Produkcyjna wersja Hondy e ma nie różnić się zbytnio od prototypu, mimo wszystko mogliśmy obawiać się, że Honda zrezygnuje z kilku nowoczesnych rozwiązań na rzecz tych bardziej tradycyjnych. Dotyczyło to m.in. braku lusterek bocznych. 

Honda e Side Camera Mirror SystemHonda e Side Camera Mirror System fot. materiały prasowe Honda

Nic z tych rzeczy. Japończycy potwierdzili właśnie, że również w sprzedażowej wersji pojazdu, która pojawi się na początku 2020 roku nie spotkamy tradycyjnych "analogowych" lusterek. I to w każdej wersji, również w tej, najbardziej podstawowej.

Zostaną zastąpione ich cyfrową wersją, a więc dwoma 6-calowymi ekranami umieszczonymi na przeciwległych krawędziach deski rozdzielczej. Wyświetlacze będą w czasie rzeczywistym przekazywać obraz z umieszczonych w przedniej części drzwi zaawansowanych kamer. W modelu produkcyjnym zachowana zostanie także koncepcja chowanych w drzwiach klamek, co dla wielu osób będzie z pewnością sporą zaletą.

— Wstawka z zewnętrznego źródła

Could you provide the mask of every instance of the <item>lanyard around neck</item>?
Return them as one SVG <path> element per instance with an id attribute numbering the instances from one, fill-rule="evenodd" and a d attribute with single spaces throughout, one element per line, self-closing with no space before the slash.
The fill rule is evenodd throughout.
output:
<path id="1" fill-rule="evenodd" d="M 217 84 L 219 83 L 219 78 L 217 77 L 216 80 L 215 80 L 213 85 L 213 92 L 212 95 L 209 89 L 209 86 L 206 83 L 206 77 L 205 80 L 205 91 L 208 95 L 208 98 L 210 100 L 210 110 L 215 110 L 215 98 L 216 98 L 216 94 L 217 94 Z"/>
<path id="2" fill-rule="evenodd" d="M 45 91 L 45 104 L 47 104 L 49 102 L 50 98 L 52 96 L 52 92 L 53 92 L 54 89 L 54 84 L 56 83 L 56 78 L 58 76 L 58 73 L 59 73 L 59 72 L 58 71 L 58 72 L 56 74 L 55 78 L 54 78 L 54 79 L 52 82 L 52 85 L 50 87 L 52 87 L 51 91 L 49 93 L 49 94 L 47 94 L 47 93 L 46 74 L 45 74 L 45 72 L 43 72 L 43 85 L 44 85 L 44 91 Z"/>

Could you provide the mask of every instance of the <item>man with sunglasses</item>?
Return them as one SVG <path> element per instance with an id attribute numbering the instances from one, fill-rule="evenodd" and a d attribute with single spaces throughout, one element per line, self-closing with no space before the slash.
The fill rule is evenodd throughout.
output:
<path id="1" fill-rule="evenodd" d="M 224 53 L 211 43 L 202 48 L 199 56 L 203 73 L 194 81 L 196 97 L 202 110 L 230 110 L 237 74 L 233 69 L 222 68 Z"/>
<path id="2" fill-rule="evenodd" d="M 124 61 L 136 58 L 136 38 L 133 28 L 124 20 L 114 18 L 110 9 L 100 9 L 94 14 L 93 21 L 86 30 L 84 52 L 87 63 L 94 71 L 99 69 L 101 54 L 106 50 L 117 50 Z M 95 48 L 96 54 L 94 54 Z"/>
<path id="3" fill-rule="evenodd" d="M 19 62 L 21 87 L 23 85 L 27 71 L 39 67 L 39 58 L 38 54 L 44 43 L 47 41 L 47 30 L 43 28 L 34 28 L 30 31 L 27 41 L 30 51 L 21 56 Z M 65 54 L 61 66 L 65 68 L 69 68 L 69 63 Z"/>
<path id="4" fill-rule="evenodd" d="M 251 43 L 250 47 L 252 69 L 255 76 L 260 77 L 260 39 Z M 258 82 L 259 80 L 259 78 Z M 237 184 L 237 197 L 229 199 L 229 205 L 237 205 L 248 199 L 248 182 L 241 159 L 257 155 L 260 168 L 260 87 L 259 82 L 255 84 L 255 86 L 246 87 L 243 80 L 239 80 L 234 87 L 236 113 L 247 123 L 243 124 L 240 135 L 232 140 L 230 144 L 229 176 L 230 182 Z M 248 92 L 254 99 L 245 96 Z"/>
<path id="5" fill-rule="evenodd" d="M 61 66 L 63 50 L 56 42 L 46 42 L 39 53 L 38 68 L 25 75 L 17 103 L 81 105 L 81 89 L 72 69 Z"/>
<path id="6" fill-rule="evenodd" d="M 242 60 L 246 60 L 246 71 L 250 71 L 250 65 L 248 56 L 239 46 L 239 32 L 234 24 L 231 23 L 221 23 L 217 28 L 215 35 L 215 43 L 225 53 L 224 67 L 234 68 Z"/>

Kamery to również bardziej praktyczne rozwiązanie

Zastosowanie kamer jest podyktowane nie tylko chęcią wprowadzenia nowoczesnych elementów do designu auta. Rezygnacja z lusterek pozwoli także zaoszczędzić energię elektryczną. Obudowy kamer są znacznie mniejsze i nie będą wystawać poza obrys pojazdu, co pozwoli zmniejszyć opór powietrza o 90 proc. względem pełnowymiarowych lusterek i o 3,8 proc. w skali całego pojazdu. Dodatkowym atutem ma być znaczna redukcja hałasu powodowanego przez wiatr podczas szybszej jazdy, co w samochodzie elektrycznym ma niebagatelne znaczenie.

Honda e Side Camera Mirror SystemHonda e Side Camera Mirror System fot. materiały prasowe Honda

Kamery mają również znacznie poprawić bezpieczeństwo i komfort prowadzenia Hondy e. Niemal zupełnie wyeliminują martwe pole i zapewnią o 10 proc. większe pole widzenia od tradycyjnych lusterek. Dodatkowym atutem ma być możliwość przełączenia kamer w tryb szerokokątny, w którym pole widzenia zwiększy się o 50 proc.

Honda chwali się również, że ekrany mają również wyświetlać otoczenie "w sposób bardziej szczegółowy niż jakiekolwiek lusterko" i być odporne na trudne warunki pogodowe. Obiektywy kamer zostaną bowiem pokryte warstwą hydrofobową, a obudowy kamer zaprojektowane tak, aby nie spływała po nich woda.

 

Honda e ma zadebiutować na rynku europejskim na początku przyszłego roku. Będzie niewielkim elektrycznym autem miejskim z zasięgiem ok. 200 km na jednym ładowaniu. Honda deklaruje, że zaledwie pół godziny ładowania umieszczonych pod pokładem akumulatorów wystarczy do uzupełnienia energii od zera do 80 proc.